Overall Odds of Making the Playoffs: 97.8%
Wild Card: 2.8%
Offense: 21st (-4.8%)
Passing: 17th (1.3%)
Rushing: 21st (-12.0%)
Defense: 32nd (26.9%)
Passing: 32nd (41.9%)
Rushing: 31st (15.5%)
Special Teams: 6th (6.2%) - 2nd in KO returns
Player rankings haven't been updated yet but last week they were posted on Thursday, so hopefully tomorrow we'll get some individual rankings.
More explanation of these rankings after the jump.
Okay now for some time spent trying to make sense of these numbers, if you went to the FO website you'll see I left out a ton of their data and instead just focused on DVOA rankings. I did that because it is the most complete ranking that they have and because it was the easiest to understand/explain. DVOA defined is "Defense-adjusted Value Over Average," meaning they `break down every single play in the NFL season to see how much success offensive players achieved in each specific situation compared to league average in that situation and the rating is adjusted for the strength of the opponent.'
They further clarify by explaining that they don't watch every single play but rather break down the play by play of each game. This of course has its flaws but nearly every stat computation will and I'll explain more about this later. FO has a formula that they've developed to determine a successful play from an unsuccessful play. Here is part of that formula: a first down play is successful if it gains 45% of the yards needed, a second down play is successful is expected to gain 60% of the yards needed, and a third or fourth down play is expected to convert to a first down.
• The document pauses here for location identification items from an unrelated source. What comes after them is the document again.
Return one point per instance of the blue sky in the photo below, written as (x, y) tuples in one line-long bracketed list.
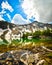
[(12, 11), (26, 11)]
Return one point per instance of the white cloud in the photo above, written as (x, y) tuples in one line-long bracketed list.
[(6, 5), (1, 18), (9, 16), (2, 12), (40, 9), (18, 19)]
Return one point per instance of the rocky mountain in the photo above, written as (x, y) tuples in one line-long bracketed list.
[(9, 31)]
In theory this formula makes sense by saying that three yards isn't always equal (ie gaining 3 yards on 3rd and 2 is more valuable than 3 yards on 3rd and 6). Extra points are awarded for plays over 10 yards, 20 yards and 40 yards as well as extra points (20% more) for red zone yards and bonuses for touchdowns. As expected the opposite of those expectations gives you ratings for defense. They also include variables such as down and distance, field location, time remaining in a game, and current scoring lead or deficit.
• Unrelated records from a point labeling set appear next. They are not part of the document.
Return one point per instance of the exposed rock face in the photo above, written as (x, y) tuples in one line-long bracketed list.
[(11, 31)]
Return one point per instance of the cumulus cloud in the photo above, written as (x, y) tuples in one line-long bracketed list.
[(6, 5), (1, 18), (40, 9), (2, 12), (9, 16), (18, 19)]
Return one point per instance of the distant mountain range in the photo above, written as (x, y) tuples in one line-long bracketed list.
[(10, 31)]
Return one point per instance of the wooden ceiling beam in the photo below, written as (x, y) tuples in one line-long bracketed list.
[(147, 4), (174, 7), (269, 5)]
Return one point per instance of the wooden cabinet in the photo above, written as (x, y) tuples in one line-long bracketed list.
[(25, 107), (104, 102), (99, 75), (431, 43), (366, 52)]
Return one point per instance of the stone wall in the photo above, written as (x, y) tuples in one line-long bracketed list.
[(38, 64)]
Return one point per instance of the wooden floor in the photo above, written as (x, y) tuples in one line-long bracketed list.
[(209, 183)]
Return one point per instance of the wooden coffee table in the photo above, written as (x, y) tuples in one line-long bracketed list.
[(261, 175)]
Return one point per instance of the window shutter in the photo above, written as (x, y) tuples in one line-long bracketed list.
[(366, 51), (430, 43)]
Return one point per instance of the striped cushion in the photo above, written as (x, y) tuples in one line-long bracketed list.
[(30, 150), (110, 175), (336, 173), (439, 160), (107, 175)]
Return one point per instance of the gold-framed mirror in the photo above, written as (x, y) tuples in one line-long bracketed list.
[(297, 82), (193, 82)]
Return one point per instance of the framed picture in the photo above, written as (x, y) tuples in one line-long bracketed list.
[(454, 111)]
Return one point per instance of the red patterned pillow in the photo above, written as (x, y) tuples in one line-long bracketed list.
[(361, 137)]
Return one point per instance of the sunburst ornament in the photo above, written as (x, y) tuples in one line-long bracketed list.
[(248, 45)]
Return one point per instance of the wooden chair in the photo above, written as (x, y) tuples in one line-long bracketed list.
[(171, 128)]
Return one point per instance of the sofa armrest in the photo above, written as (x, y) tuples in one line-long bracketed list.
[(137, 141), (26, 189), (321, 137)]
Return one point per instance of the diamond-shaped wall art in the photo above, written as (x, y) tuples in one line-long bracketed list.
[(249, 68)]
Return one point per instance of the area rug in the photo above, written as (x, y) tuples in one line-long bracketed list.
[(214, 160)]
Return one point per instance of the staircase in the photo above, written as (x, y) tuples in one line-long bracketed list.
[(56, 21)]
Ok with that being said here are the flaws I see with the ratings. Breaking down a play by play doesn't allow the person doing the calculation to consider the formations of the offense or defense. This is important considering it is harder to pick up 6 yards on a 2nd and 10; if the defense has 9 guys in the box (think the Denver game). It also doesn't consider missed tackles which could help a players ranking and potentially hurt a defensive and/or offensive line ranking. Think back to the Baltimore game when Ben broke out of the Trevor Price sack and threw a touchdown, the offensive line (by play by play standards) got a `successful play grade' on that play even though they didn't deserve one. The same idea can be translated into a back breaking a tackle in the backfield. There are tons of scenarios like these that influence these rankings such as dropped passes (hurts the QB ranking but not the WR) and passes tipped at the line of scrimmage. Another flaw to consider is the subjective idea of a successful vs. unsuccessful play. Is a draw play on a third and 20 that gains 10 yards and gets a team into field goal range really a unsuccessful play?
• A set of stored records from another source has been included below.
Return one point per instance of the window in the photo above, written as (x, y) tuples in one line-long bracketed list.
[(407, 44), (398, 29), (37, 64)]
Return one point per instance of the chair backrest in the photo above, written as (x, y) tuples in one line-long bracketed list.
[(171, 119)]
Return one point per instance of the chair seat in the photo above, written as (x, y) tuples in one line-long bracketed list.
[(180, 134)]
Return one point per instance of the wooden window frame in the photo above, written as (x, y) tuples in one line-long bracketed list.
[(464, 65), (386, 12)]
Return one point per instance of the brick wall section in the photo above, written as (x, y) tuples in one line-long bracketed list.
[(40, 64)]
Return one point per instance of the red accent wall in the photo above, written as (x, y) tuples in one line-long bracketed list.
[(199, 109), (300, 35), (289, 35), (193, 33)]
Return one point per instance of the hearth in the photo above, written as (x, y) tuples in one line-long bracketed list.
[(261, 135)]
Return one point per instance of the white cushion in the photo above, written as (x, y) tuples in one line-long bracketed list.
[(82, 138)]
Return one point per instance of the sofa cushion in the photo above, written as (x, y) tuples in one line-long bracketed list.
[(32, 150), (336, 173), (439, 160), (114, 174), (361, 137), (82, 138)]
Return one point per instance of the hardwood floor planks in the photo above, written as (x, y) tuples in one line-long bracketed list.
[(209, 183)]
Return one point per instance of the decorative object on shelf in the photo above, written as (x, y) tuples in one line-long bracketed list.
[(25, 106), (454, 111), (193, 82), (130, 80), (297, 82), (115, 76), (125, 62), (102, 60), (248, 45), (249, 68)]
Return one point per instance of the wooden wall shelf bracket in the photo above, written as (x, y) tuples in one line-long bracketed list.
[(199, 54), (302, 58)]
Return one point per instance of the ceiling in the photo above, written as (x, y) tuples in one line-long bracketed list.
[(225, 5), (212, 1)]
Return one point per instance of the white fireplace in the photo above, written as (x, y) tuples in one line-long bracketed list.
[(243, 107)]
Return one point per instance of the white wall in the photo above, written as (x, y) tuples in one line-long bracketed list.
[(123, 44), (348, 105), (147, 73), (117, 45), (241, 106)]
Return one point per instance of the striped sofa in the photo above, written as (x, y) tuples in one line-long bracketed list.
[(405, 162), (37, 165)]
Even with the flaws though, you have to remember that the flaws exist for every player and every team and the rankings are adjusted based on the strength of the opposing offense or defense (meaning gaining yards on the ground is expected to be more difficult against #1 ranked BAL than #32 ranked OAK). Hopefully this explanation clears up some of the clouds around these complex numbers. If anyone is interested check out the Football Outsiders website because they have a much more detailed explanation that I'm sure would clear up any questions as long as you can make it through the ten pages or so.